Methodology. This section most commonly contains "boiler-plate" text and covers the method(s) used to
analyze the process and identify hazards. It typically describes OSHA-approved methods such as
checklists, what-if, what-if/checklist, failure mode and effects analysis, and HAZOP. We recommend
including some discussion of why the method is applicable to this PHA with supporting references to the
PSI. Explain the risk assessment technique applied, including pertinent consequence descriptors and
likelihood levels. Detail the risk rankings as well as actions required for each risk ranking, such as action
time schedule allowances. Also, list the team participants with their experience and titles here.
Findings and conclusions. Detail all the most important team findings. Action items may include specific
follow-up assignments, most commonly for departments, although individuals may be specified. Tracking

of follow-up activities will be easier if the number of assigned groups or individuals is kept to a reasonable
number such as three or four. Stress the preliminary nature of findings and that the assigned activities will
lead to a risk management plan for follow-up and closure. Such a plan may include detailed consequence
analysis and release modeling, layers of protection analysis, or quantitative risk analysis. Export tables
from the PHA worksheets with the most critical recommendations. Categorize findings by major topic,
such as process node, unit operation or recommendation area (maintenance, operations, engineering,
etc.). If risk ranking is used, list intolerable level risks with associated action items. What is intolerable will
vary from company to company and generally is risk-matrix specific.

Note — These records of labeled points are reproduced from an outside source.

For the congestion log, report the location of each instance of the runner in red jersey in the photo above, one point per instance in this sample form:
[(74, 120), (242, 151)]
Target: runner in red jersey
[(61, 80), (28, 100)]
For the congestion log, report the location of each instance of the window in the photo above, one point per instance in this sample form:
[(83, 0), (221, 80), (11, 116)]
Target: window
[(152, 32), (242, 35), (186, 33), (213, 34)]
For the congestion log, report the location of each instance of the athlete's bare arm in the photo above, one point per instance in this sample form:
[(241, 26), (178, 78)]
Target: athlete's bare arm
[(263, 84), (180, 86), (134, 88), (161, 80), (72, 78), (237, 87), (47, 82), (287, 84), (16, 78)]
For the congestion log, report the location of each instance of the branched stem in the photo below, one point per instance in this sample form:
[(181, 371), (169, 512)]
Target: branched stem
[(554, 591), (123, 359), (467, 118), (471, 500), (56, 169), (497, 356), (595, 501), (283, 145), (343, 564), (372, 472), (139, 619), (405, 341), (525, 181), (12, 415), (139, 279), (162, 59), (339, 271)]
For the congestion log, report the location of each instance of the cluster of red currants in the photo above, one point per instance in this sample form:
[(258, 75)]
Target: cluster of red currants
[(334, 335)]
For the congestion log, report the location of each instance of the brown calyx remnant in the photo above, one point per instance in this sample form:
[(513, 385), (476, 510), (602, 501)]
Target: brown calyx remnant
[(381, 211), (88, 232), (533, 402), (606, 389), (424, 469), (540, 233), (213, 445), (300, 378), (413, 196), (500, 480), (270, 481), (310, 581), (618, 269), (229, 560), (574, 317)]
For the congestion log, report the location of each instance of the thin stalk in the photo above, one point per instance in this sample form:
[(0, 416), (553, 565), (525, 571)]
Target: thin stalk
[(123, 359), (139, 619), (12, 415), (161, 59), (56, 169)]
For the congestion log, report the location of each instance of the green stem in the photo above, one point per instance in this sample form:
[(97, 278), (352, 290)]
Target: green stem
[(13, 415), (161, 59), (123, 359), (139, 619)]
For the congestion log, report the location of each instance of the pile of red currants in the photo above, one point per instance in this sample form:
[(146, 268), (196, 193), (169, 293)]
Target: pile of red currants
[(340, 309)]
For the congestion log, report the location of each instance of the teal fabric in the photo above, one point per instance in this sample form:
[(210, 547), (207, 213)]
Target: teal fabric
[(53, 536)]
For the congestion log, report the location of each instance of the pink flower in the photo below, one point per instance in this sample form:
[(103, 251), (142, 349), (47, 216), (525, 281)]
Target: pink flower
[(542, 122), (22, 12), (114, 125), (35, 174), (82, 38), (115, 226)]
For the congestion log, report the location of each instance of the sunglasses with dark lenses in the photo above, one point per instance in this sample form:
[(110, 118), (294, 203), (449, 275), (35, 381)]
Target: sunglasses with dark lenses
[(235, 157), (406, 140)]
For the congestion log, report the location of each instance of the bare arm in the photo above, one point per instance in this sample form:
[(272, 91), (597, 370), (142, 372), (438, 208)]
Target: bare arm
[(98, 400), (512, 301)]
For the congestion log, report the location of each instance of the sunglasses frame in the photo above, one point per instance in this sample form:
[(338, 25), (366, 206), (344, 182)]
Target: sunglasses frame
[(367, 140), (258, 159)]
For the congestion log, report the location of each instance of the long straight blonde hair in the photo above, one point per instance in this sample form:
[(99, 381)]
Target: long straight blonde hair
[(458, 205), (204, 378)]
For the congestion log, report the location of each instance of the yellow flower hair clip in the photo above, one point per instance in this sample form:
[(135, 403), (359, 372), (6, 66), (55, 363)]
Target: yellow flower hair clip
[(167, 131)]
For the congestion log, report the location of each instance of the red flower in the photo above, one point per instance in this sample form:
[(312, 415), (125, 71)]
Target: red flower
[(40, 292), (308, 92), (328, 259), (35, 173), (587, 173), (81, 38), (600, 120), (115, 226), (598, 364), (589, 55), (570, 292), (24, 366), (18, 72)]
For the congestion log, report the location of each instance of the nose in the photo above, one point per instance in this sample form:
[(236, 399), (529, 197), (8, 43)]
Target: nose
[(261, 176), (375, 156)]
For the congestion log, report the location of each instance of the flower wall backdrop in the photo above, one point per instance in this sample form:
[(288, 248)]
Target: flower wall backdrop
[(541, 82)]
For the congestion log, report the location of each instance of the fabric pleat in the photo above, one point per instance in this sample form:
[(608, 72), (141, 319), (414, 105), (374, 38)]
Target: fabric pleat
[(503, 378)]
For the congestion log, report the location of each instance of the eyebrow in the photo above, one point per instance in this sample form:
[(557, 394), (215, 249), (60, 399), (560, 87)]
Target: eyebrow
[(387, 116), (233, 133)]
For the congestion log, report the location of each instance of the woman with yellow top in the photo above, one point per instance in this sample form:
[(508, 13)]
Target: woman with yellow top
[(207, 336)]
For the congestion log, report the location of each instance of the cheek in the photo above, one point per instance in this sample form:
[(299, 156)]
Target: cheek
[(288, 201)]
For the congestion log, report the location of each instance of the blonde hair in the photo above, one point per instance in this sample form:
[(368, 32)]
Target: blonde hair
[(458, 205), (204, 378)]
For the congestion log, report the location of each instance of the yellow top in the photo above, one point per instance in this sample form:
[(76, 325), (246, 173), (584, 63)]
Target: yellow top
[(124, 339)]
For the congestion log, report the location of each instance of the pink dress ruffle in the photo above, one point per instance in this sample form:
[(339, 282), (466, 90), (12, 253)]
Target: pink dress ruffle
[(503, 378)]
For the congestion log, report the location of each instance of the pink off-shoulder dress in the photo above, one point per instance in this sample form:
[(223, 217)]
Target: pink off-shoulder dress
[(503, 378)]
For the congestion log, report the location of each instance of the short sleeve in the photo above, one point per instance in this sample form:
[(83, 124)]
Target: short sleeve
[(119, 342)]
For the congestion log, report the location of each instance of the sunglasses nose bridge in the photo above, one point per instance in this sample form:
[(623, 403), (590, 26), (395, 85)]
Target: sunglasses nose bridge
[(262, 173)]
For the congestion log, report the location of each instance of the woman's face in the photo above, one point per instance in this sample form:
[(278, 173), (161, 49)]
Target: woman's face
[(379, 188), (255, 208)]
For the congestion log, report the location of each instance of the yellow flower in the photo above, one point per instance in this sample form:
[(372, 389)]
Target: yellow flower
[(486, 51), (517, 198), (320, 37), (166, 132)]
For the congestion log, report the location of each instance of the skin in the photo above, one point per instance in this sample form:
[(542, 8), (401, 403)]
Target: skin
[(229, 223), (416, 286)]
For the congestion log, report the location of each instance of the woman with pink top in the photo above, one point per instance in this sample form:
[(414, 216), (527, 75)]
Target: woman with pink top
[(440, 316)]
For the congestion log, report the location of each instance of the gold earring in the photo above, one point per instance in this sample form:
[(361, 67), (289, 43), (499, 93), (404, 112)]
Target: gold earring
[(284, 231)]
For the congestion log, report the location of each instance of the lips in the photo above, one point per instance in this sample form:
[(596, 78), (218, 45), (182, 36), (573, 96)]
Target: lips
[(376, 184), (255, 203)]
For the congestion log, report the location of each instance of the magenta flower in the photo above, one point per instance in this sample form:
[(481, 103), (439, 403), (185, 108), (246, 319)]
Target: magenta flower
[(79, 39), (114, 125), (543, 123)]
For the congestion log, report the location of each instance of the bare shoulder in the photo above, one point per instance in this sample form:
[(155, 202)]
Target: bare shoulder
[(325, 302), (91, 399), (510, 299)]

Appendices. These should include:
1. All PHA worksheets edited by the PHA leader and scribe and approved by the PHA team.
2. A complete action-item listing with enough detail to allow those responsible for closure to understand
each issue and make appropriate responses. Follow the independent reader (six month) rule: "include
enough detail in each recommendation so that you can grasp the issues after a time delay without
additional documentation study or conversations with team members."

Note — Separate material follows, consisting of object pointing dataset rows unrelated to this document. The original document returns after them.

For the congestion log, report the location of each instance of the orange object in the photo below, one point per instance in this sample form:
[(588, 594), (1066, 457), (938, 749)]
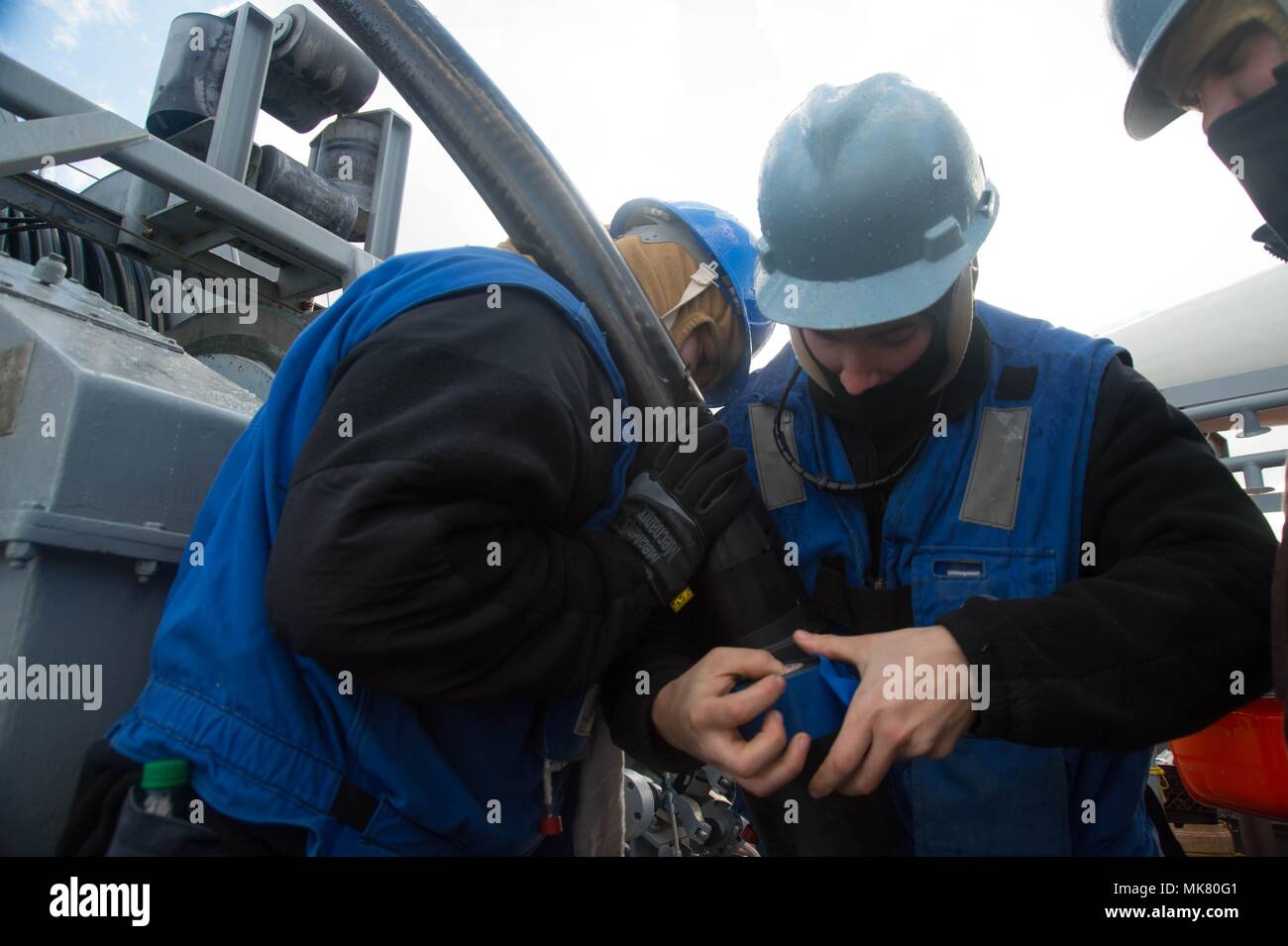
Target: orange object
[(1239, 762)]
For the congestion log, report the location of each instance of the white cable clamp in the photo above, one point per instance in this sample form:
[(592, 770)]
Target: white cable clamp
[(702, 277)]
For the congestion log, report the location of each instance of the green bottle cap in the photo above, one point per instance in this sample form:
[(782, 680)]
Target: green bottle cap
[(163, 774)]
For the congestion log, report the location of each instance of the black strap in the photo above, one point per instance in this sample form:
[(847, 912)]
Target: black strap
[(862, 610), (353, 807)]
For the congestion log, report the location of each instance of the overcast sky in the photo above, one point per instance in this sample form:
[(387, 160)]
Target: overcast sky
[(678, 99)]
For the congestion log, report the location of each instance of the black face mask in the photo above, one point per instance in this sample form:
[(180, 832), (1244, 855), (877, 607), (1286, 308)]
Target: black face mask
[(892, 403), (1257, 132)]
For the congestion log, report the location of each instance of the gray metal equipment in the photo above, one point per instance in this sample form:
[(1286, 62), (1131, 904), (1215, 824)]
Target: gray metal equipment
[(120, 390), (683, 815), (206, 201), (110, 435)]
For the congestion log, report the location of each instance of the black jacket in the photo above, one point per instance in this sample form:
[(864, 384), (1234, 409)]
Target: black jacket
[(1140, 649), (471, 426)]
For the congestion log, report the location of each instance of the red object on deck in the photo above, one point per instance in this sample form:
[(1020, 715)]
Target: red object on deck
[(1239, 762)]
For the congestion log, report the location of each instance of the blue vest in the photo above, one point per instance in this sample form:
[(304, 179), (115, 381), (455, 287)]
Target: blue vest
[(269, 734), (993, 507)]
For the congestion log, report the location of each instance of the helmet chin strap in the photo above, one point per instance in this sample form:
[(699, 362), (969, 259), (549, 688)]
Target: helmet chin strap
[(961, 315)]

3. PSI references (include date and version), such as
equipment files on items within the PHA scope;
MSDS for all process chemicals and utility materials;
process flow diagram and written process description;
standard operating procedures;
standard operating conditions;
P&IDs, if applicable to scope;
process material and energy balances; and
listing of study "nodes" or other process subdivisions.
In summary, PHA worksheets alone won't suffice. It's critical to have a formal PHA report that allows a
reader to easily grasp the important hazards associated with your process and understand the path
forward to ensure appropriate risk management. The pointers provided should enable you to develop a
report that stands the test of time, revalidation and auditing.

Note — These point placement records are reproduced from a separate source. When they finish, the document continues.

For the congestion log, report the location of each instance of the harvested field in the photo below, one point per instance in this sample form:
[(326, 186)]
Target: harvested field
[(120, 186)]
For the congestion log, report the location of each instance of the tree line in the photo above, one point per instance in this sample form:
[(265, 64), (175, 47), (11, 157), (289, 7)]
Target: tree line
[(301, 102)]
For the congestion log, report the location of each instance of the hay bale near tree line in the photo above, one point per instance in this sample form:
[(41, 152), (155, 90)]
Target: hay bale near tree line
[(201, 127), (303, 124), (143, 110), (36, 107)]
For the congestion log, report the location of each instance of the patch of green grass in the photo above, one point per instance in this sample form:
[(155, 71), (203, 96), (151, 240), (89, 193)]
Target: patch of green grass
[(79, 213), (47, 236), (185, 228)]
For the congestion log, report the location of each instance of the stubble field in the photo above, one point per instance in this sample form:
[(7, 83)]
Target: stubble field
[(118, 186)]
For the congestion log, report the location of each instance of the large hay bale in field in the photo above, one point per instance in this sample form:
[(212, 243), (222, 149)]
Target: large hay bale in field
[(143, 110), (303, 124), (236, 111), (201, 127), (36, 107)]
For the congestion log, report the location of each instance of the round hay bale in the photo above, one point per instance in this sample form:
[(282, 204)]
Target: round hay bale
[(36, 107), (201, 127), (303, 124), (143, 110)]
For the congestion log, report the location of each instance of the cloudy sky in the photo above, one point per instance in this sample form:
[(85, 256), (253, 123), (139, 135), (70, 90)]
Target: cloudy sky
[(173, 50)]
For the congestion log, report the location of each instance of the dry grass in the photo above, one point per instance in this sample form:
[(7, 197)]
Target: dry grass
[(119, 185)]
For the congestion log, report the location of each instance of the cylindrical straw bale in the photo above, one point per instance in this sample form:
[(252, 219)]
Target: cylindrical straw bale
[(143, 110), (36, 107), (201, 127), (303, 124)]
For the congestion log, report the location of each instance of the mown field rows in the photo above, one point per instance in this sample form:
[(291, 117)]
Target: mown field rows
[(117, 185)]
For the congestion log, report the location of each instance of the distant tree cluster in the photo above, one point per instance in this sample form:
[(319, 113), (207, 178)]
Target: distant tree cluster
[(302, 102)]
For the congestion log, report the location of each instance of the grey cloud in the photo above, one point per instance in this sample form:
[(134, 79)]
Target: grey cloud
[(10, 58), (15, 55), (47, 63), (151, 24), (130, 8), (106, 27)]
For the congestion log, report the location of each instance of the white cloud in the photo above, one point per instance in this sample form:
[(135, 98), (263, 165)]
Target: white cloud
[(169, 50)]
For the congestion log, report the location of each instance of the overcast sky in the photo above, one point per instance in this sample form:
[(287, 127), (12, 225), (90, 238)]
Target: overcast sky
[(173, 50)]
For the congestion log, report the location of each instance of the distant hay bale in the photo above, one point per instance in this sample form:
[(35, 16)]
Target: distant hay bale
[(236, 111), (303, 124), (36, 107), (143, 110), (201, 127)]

The resources required to consistently update and effectively manage all the documents and paperwork
related to process safety sometimes result in this work falling off the radar screen. Yet, industrial sites
handling and processing hazardous materials always must give process safety and, specifically, life
safety top priority. Furthermore, an auditor or a jurisdictional agency relies heavily on a review of available
documentation and records in evaluating the safety of your facility.

We can't sufficiently stress the importance of having your process safety documentation up-to-date and
readily accessible at all times. Even the largest companies often find gaps in their data due to a multitude
of reasons from office relocations to staff changes. The sooner you evaluate the current status of your
documentation, the earlier you'll be able to address any potential shortcomings.